Tuesday, 16 April 2013
I have always dreamed of going to France one day. In my humble opinion, in case anyone would like to differ, France is one of the most beautiful countries out there. From their people to their architectural designs of their cities and buildings. And heck, Amelie, is one of the movies out there that managed to portray Paris beautifully, although, err, their people, quite differently. (This is the first time in my life I come across so many weird, quirky characters in a movie. Hopefully not in reality.)
Amelie is a romantic yet eccentric, comedy film, directed by a French film director, Jean-Pierre Jeunet, who in fact, directed quite a few films which I have never watched before except Alien Resurrection. (Alien Resurrection. Wow, I'm surprised.)
It has quite a conventional, simple romantic storyline per se. A simple and innocent girl meeting an equally odd, peculiar boy. Love at first sight. Some challenges here and there. In the end, voila! The girl and the boy live happily ever after. (Hopefully.) However, comically, it is a relatively fresh and authentic comedy. (From a non-French point-of-view.) Some of the funny moments in the movie were those truly out-of-the-box, nonsensical imaginations of Amelie. I guess extreme loneliness can actually bring out those potentially craziest imaginations out of an individual, eh? And also the times where Amelie punished Mr. Collignon, a grocer in the movie, who was rather abusive towards his handicapped assistant. The movie is also filled with many weird and odd characters who have the most peculiar habits one can imagine. Watching them living together in the same community is indeed very entertaining.

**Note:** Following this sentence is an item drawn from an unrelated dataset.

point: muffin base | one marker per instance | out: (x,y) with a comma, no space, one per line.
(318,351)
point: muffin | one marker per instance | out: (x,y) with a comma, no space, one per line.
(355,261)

The filmmakers cleverly executed and exploited the wonders of digital intermediate here, creating a nostalgic 90's feel to the movie. Another noteworthy aspects of Amelie is its music. Here, Yann Tiersen played a wonderful role in creating music which made the movie more enjoyable to watch. I never thought that, by just changing the rhythm and the instruments used, can change the emotions of the same music. Brilliant.
The use of narration in Amelie was apt. It managed to engage and kept me watching without feeling lost in the middle of the movie. Credit should be given to the film's narrator, Andre Dussollier. His narration was very effective in Amelie, like Morgan Freeman's narration in The Shawshank Redemption, though sometimes absurd. But most importantly, it suits the movie perfectly.
This light-hearted and meaningful movie is definitely suitable to watch with our families, although do take caution with young ones as some parts of the film are quite sexual in nature. Apart from those, Amelie is definitely one of the memorable movies that one can best watch with family during weekend.